По существу это попытка возврата физики к аристотелевому пониманию своего предмета и приближении к методологии астрофизики и геофизики, изучающих свои объекты в реальном пространстве и времени, и решение таким образом методологического спора о взаимоотношении физики и геофизики. Фактически физику, основанную на принципах, выдвинутых Галилеем, нужно рассматривать как науку о простейших явлениях, моделируемых в лабораторных условиях для первоначального, предварительного понимания реальных явлений природы, то есть как элементарную физику, ограничивающуюся обычно линейными приближениями заданного типа взаимодействия. Геофизику же и астрофизику, изучающие реальные процессы природы, и учитывающие нелинейные члены заданного типа взаимодействия и перекрестные члены, соответствующие взаимодействиям разных видов, нужно рассматривать как высшую физику. В связи с этим интересно вспомнить мысль о. Павла Флоренского, высказанную им в переписке с В.И. Вернадским о том, что химия и физика должны быть перестроены как биохимия и биофизика (Флоренский П.А. Вернадскому В.И. Переписка, “Новый мир”, №2, 1989, с. 194-203).

Рассмотрим теперь взаимоотношение следующих элементов вышеприведенного ряда наук, а именно: физика – геология - биология.

При редукционистком подходе к познанию природы геология и биология должны свестись к физике (и химии, которую при данном подходе можно рассматривать как промежуточную науку). Характерным проявлением редукционизма явлются такие современные науки как геофизика, геохимия, биофизика и биохимия, которые рассматриваются не как физические или химические языки описания геологических или биологических процессов (объектов), а как самоcтоятельные науки - физика или химия Земли, которые должны заменить геологию, а также как физика или химия биоты, которые должны заменить биологию.
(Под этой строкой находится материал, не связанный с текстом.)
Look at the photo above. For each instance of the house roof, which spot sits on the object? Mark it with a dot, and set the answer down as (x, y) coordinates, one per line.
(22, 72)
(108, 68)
Согласно холистическому подходу “такая замена больше кажущаяся, так как, хотя понятие науки более высокого уровня можно анализировать с позиции более фундаментальной науки, но первые нельзя отбросить без потери понимания, достигнутого этой наукой более высокого уровня.” ( Cадбери А. “Квантовая механика и физика элементарных частиц”, М., “Мир”, 1989). С этой цитатой согласятся абсолютное большинство геологов и биологов, то есть в современной геологии и биологии преобладает холистический подход. Более того, и в самой физике этот подход уже начинает получать признание: ”квантовая механика в принципе отрицает возможность описания мира путем деления его на части с полным описанием каждой отдельной части – именно эту процедуру часто считают неотъемлемой характеристикой научного прогресса. Вследствие указанной характерной особенности квантовую механику иногда называют холистической теорией” (Там же). Поэтому совсем не удивительно, что такие наиболее выдающиеся представители современной физики как, например, Роберт Оппенгеймер, Нильс Бор, Вернер Гейзенберг в один голос говорят о сближении и даже отождествлении идеологии современной физики с древневосточными философиями. В частности, Оппенгеймер дает такое резюме развитию современной науки: “Общие законы человеческого познания, проявившиеся и в открытиях атомной физики, не являются чем-то невиданным и абсолютно новым. Они существовали и в нашей культуре, занимая при этом гораздо более значительное и важное место в буддийской и индуистской философиях. То, что происходит сейчас, - подтверждение, продолжение и обновление древней мудрости” (Оppenhelmer, 1. R. Science and the Common Understanding. New York: Oxford University Press, 1954, p. 8). Близкую характеристику достижениям физики дает и Бор: ”мы можем найти параллель урокам теории атома в эпистемологических проблемах, с которыми уже сталкивались такие мыслители, как Лао-цзы и Будда, пытаясь осмыслить нашу роль в грандиозном спектакле бытия - роль зрителей и участников одновременно" ( Bohr . N . Atomic Physics and Human Knowledge . New York-Iohn Wiley&Sons, 1958, p. 20).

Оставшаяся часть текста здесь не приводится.